Fraud Center: Tips for Avoiding Online Fraud

9 Questions to Ask for Avoiding Internet Fraud
  1. Who is this?
    Do you know the seller/operator? Did it come from an unsolicited email? It is typical to receive follow up offers or solicitations from companies or charities you have done business with previously. However, offers or promotions coming from unknown entities should be scrutinized closely. Check for seller feedback on forums or consumer review websites. Confirm the physical address and customer service phone number of the seller/operator.
  2. Can you confirm you are not dealing with an impostor?
    Many scams are perpetrated by an impostor pretending to be a seller/operator that you normally trust. Stay aware of unusual domain names, inaccurate information or anything suspicious. If you aren't sure, contact the business through a confirmed number or source and ask questions.
  3. Are there complaints?
    Look for bad customer feedback or complaints against the seller/operator. Finding no complaints is not necessarily a good sign either as illegitimate seller/operators may move quickly to setup a scam before complaints can be registered.
  4. Do they offer easy money?
    Claims of easy loans or credit, payment for little or no work, or no risk investments should always be viewed with suspicion.
  5. Does the offer make sense?
    Make sure you understand the price, delivered product, time-frames and refund/cancellation policies of the seller/operator. Legitimate seller/operators will be able to provide all necessary information.
  6. Is the seller/operator pressuring you?
    Seller/operators attempting to get you to make quick decisions, claiming they won't take no for an answer or insisting that an offer is only available now should be avoided.
  7. Does the seller/operator want personal information?
    The only reason a seller/operator would need your social security number is if you are applying for credit. Bank account or credit card information should only be needed if you are making a purchase. Be suspicious and play it safe with anyone asking for personal information from a company that would already have your information on file.

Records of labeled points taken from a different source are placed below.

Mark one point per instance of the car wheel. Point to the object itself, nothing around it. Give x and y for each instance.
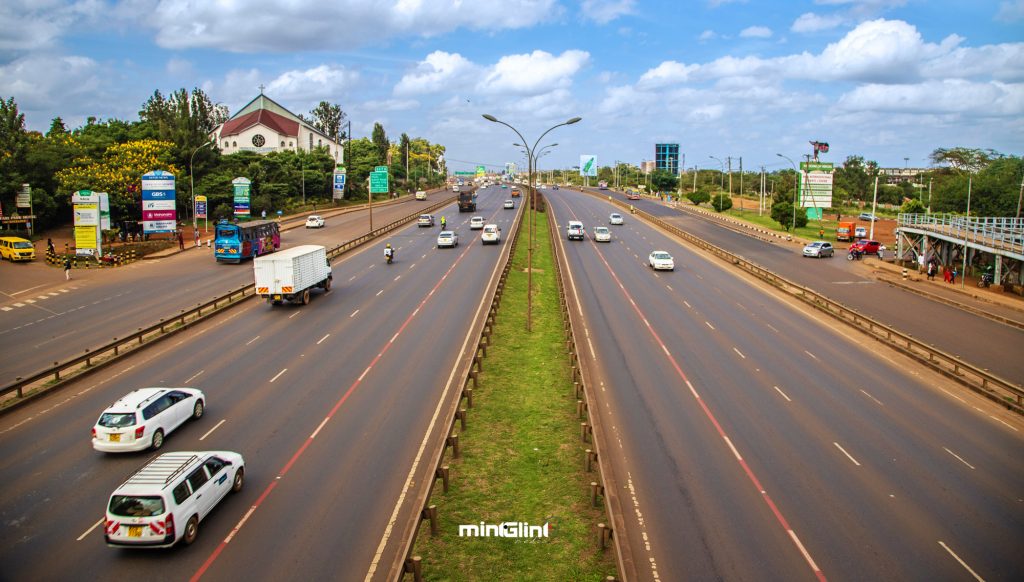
(158, 440)
(240, 480)
(192, 531)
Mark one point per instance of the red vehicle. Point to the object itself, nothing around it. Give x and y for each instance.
(865, 247)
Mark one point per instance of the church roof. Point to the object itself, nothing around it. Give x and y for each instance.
(243, 121)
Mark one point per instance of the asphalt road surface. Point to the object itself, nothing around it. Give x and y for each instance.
(943, 326)
(754, 441)
(60, 320)
(329, 404)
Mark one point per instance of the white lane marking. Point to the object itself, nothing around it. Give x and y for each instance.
(872, 398)
(315, 432)
(958, 458)
(101, 520)
(734, 451)
(964, 564)
(215, 426)
(848, 455)
(803, 550)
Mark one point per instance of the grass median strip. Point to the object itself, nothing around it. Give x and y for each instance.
(521, 454)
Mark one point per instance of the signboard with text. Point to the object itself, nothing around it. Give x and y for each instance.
(159, 211)
(242, 189)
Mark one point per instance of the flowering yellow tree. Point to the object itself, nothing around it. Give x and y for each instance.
(119, 173)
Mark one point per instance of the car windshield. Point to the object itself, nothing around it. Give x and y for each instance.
(117, 419)
(136, 506)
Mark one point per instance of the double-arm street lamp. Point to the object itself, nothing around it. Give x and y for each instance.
(529, 207)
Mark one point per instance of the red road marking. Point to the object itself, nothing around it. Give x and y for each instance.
(750, 473)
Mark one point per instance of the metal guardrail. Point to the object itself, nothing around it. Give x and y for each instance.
(472, 364)
(608, 488)
(978, 379)
(96, 358)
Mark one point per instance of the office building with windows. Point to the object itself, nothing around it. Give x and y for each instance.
(667, 158)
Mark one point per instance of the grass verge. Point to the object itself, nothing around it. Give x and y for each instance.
(521, 454)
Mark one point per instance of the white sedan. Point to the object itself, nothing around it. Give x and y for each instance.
(660, 260)
(448, 239)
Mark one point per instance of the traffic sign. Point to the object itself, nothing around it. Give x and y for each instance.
(378, 182)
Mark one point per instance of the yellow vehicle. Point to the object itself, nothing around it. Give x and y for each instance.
(13, 248)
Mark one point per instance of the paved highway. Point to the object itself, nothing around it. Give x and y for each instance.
(59, 320)
(754, 441)
(941, 325)
(329, 404)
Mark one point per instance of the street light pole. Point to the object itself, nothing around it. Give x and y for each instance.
(529, 208)
(192, 183)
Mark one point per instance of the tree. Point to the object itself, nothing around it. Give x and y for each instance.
(381, 143)
(328, 119)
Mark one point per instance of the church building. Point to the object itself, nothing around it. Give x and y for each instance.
(264, 126)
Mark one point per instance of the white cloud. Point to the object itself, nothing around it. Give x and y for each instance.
(1011, 11)
(435, 73)
(756, 32)
(538, 72)
(259, 26)
(811, 23)
(603, 11)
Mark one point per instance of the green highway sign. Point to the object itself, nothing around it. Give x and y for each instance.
(378, 182)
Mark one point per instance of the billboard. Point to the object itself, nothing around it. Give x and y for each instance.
(242, 188)
(588, 165)
(159, 213)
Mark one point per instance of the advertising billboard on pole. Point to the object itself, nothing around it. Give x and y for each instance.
(588, 165)
(159, 212)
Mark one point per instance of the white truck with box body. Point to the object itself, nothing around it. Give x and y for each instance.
(291, 274)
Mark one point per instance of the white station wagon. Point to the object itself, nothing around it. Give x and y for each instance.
(142, 418)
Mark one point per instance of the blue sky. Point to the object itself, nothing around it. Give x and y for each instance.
(883, 79)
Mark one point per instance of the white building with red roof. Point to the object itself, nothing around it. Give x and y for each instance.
(264, 126)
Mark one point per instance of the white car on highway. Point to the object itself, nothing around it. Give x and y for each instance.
(142, 418)
(660, 260)
(448, 239)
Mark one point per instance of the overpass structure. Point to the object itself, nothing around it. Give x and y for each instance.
(992, 242)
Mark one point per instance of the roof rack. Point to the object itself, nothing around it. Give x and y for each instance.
(162, 469)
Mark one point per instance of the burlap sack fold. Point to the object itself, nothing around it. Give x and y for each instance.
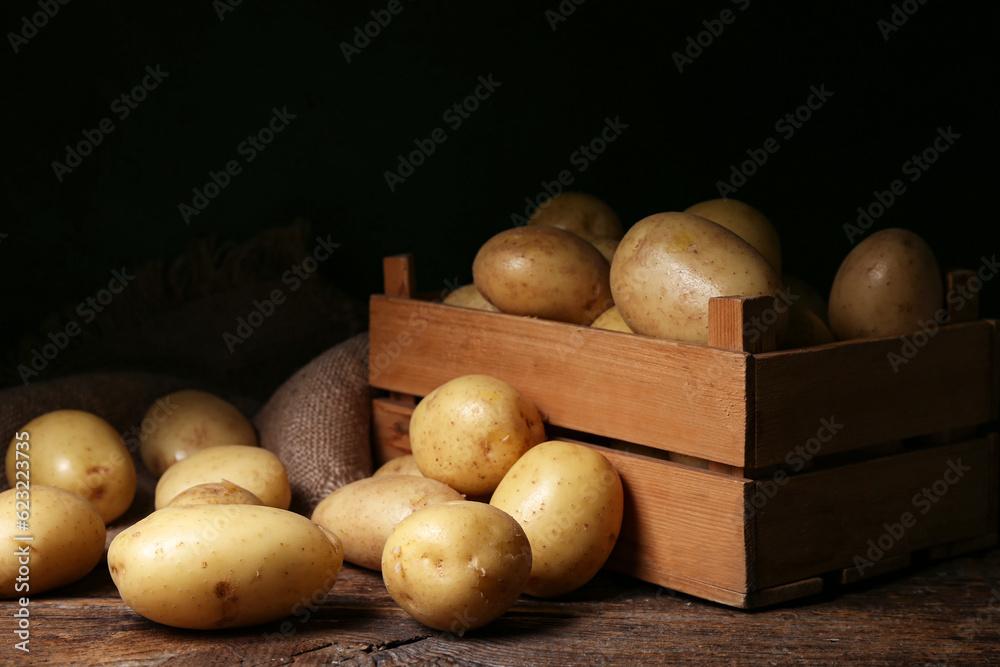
(319, 421)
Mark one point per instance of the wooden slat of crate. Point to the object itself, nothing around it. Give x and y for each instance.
(818, 522)
(948, 383)
(607, 383)
(683, 528)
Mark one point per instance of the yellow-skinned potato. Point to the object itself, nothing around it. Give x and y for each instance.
(68, 540)
(81, 452)
(569, 500)
(401, 465)
(456, 566)
(223, 566)
(467, 296)
(585, 215)
(543, 272)
(670, 264)
(888, 285)
(363, 513)
(746, 222)
(468, 432)
(607, 247)
(215, 493)
(611, 319)
(186, 422)
(257, 470)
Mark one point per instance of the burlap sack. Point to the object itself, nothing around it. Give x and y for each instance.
(318, 423)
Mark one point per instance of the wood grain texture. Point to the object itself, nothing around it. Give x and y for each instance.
(944, 384)
(737, 323)
(940, 613)
(856, 514)
(690, 399)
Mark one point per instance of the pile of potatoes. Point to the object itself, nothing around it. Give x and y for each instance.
(574, 263)
(483, 510)
(220, 550)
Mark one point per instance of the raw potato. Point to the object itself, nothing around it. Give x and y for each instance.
(607, 247)
(186, 422)
(469, 431)
(746, 222)
(215, 493)
(401, 465)
(611, 319)
(81, 452)
(68, 540)
(543, 272)
(888, 285)
(569, 500)
(223, 566)
(467, 296)
(363, 513)
(585, 215)
(257, 470)
(670, 264)
(456, 566)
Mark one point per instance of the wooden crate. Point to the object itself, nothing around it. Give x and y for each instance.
(836, 462)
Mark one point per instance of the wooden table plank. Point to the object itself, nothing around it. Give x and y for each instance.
(940, 612)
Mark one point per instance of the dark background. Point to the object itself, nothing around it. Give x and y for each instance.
(606, 60)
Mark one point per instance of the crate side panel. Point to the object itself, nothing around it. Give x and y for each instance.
(873, 391)
(686, 522)
(685, 398)
(859, 514)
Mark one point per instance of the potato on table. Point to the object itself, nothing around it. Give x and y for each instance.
(364, 513)
(68, 540)
(257, 470)
(81, 452)
(189, 421)
(223, 566)
(456, 566)
(469, 431)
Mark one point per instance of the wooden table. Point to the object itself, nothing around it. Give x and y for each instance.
(934, 613)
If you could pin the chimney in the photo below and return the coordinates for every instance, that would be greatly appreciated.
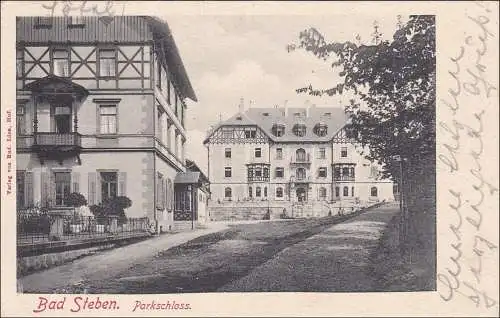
(241, 106)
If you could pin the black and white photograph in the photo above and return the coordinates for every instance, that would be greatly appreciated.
(169, 154)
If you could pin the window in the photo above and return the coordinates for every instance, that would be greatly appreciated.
(278, 130)
(183, 200)
(109, 185)
(300, 173)
(299, 130)
(346, 191)
(45, 22)
(337, 172)
(108, 119)
(20, 120)
(258, 172)
(107, 63)
(20, 195)
(345, 172)
(322, 193)
(322, 153)
(19, 62)
(279, 172)
(321, 129)
(227, 133)
(250, 133)
(279, 192)
(322, 172)
(227, 193)
(258, 192)
(258, 152)
(60, 63)
(301, 155)
(279, 153)
(343, 152)
(63, 187)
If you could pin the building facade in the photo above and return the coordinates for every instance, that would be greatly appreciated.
(297, 159)
(101, 111)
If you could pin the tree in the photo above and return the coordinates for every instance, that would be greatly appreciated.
(394, 85)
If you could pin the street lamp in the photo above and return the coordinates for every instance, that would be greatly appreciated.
(398, 158)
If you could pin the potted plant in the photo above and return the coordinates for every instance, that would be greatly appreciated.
(76, 200)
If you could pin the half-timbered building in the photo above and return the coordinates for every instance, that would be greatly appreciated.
(298, 159)
(101, 111)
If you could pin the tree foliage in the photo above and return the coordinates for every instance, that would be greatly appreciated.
(393, 82)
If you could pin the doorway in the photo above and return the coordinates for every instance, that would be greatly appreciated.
(301, 194)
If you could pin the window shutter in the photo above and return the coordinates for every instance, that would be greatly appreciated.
(98, 192)
(75, 182)
(28, 188)
(52, 189)
(92, 188)
(122, 184)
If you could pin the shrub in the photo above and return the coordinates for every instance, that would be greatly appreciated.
(76, 200)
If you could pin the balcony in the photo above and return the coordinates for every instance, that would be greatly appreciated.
(344, 178)
(58, 146)
(304, 159)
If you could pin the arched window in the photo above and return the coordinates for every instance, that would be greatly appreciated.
(300, 174)
(321, 129)
(279, 192)
(299, 130)
(322, 193)
(278, 130)
(300, 154)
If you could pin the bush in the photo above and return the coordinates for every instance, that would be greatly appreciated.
(76, 200)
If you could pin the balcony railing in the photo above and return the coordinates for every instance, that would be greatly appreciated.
(344, 178)
(57, 139)
(258, 178)
(301, 159)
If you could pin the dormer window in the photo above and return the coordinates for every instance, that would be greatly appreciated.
(278, 130)
(299, 130)
(321, 129)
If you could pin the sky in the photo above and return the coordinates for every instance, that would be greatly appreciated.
(245, 56)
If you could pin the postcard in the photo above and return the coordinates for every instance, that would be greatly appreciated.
(249, 158)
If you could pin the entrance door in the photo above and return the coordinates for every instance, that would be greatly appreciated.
(62, 119)
(301, 194)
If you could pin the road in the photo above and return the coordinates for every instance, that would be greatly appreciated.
(328, 254)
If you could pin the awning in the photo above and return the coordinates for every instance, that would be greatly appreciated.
(53, 84)
(188, 177)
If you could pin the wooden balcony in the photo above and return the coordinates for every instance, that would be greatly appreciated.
(58, 146)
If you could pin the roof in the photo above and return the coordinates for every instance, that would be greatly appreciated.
(188, 177)
(333, 117)
(162, 33)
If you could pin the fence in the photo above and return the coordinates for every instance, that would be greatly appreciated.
(42, 227)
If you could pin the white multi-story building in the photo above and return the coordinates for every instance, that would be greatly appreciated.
(291, 157)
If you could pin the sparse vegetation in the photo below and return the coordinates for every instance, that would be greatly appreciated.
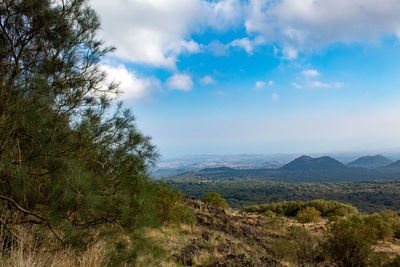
(215, 199)
(308, 215)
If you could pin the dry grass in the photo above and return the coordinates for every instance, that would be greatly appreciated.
(26, 252)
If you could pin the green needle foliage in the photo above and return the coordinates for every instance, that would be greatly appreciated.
(70, 160)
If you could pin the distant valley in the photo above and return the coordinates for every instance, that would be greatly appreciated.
(306, 169)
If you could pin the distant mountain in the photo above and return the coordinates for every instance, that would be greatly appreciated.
(217, 169)
(371, 161)
(395, 164)
(306, 163)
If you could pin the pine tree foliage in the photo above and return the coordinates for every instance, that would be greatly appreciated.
(69, 160)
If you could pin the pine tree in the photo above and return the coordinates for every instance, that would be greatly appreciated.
(70, 161)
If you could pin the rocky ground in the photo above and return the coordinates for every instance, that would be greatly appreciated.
(232, 238)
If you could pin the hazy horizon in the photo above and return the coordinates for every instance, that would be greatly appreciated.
(257, 76)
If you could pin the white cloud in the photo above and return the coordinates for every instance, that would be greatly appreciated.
(180, 82)
(207, 80)
(311, 73)
(317, 84)
(275, 97)
(217, 48)
(219, 92)
(156, 32)
(244, 43)
(298, 86)
(260, 84)
(298, 26)
(131, 86)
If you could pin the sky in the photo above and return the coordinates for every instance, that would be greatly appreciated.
(257, 76)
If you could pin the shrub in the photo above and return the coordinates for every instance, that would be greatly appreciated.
(299, 247)
(215, 199)
(380, 228)
(181, 214)
(171, 208)
(349, 242)
(307, 215)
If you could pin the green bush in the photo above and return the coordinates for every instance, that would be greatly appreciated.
(307, 215)
(215, 199)
(349, 242)
(380, 228)
(327, 208)
(182, 214)
(299, 247)
(171, 208)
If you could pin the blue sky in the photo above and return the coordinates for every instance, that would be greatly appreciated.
(258, 76)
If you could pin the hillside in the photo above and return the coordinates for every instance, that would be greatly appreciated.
(394, 165)
(371, 161)
(232, 238)
(306, 163)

  8. Are you asked to download programs?
    Only download from legitimate websites that you are familiar with. Viruses that can pull personal information or damage your computer are easily embedded in seemingly innocuous downloads.
  9. Can you pay with a credit card?
    Online purchases are best completed with a credit card. Federal law limits your liability for unauthorized purchases and you may easily dispute charges for unrelieved goods or misrepresented offers.